Макнамара совещался с Джонсоном в середине дня, но его комментарий: «Речь шла не о текущих делах, но я не считаю себя вправе излагать содержание разговора с президентом Соединенных Штатов», — краток и никого не может удовлетворить, если учесть, что другие такие же беседы он излагал подробно.

— Представляется очевидным: Джонсон считал, что ему мешают, и он винил в этом в значительной степени Роберта Кеннеди. Это можно понять: министр юстиции символизировал собой то прошлое, которое Джонсону предстояло преодолеть. Но это было и несправедливо: если внимательно ознакомиться с тем, что делал в этот день Боб Кеннеди, то станет ясно, что он фактически все время был занят подготовкой к похоронам. Разумный выход из создавшегося положения казался явно невозможным. Правительство должно было продолжать свою работу, а это было несовместимо с горем, которое переживало семейство Кеннеди. На нута президента стояло нечто большее, чем отдельная личность: он старался заставить функционировать новое правительство, а все те, кто мог ему помочь, включая его собственных техасцев и вашингтонцев, бывших близкими ему на протяжении трети века, оказались застигнутыми потоками эмоций, которых им никогда еще не приходилось испытывать.

Беседа президента с Тедом Соренсеном состоялась как раз перед самым уходом Джонсона домой. Она была долгой и нелегкой. Между ними все равно была бы невидимая стена, даже если б не существовало Роберта Ф. Кеннеди. Хотя Соренсен и решил без шума уйти со своего поста, он относился к своим обязанностям с большой ответственностью и хотел быть полезным. Прежде чем удалиться, он подготовил для президента перечень наиболее срочных дел. Они детально разобрали каждый пункт, а Мойерс делал заметки. Тед вспоминает, что сам он был при этом «прямым и резким». Однако его отношение к Джонсону не было враждебным. Он рекомендовал ему возможно скорее выступить в Капитолии. Отмахнувшись от заявления Соренсена об отставке, президент слушал с непроницаемым видом его характеристики персонала Белого дома (Соренсен не знал, что Джонсон в свою очередь спрашивал у других, легко ли работать с ним. Ответы были разноречивы). В начале беседы президент спросил:

— Считаете ли вы, что в этом, возможно, замешано иностранное правительство?

Тед ответил вопросом:

— У вас есть какие-нибудь доказательства?

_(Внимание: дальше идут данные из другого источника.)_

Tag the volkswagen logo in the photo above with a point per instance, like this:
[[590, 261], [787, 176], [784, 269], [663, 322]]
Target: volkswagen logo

Ответ гласил, что веских доказательств нет. Джонсон показал Соренсену донесение ФБР, в котором сообщалось, что правители одной недружественной державы надеялись на смерть Кеннеди. Но это донесение было слишком туманным, чтобы принимать его всерьез: в нем не приводилось никаких имен или фактов, а имя осведомителя было закодировано. Возвращая бумагу, Соренсен сказал:

— Это ничего не значит.

Президент промолчал. Затем он спросил Соренсена, считает ли тот необходимым принять чрезвычайные меры предосторожности для его охраны во время похорон. Тед отрицательно покачал головой: он этого не считал.

Рано или поздно (оказалось, что рано) отношения между новым президентом и советником прежнего президента должны были испортиться. Как рассказал Соренсен одному члену кабинета вскоре после трех часов дня, он вложил больше десяти лет жизни в карьеру Джона Кеннеди, а теперь псе это пошло прахом, словно жертвой в Далласе пал он, Соренсен. Кеннеди избрал его потому, что они идеально подходили друг к другу. Оба были молоды, образованны. Соренсен был идеальным инструментом для оттачивания интеллекта Джона Кеннеди, так же как О’Доннел содействовал развитию его политических талантов, а Ллуэлин Томпсон руководил им при изучении им русского вопроса. Однако для Линдона Джонсона Тед Соренсен никогда не смог бы быть подходящим компаньоном: они были совершенно разными людьми, страшно далекими друг от друга.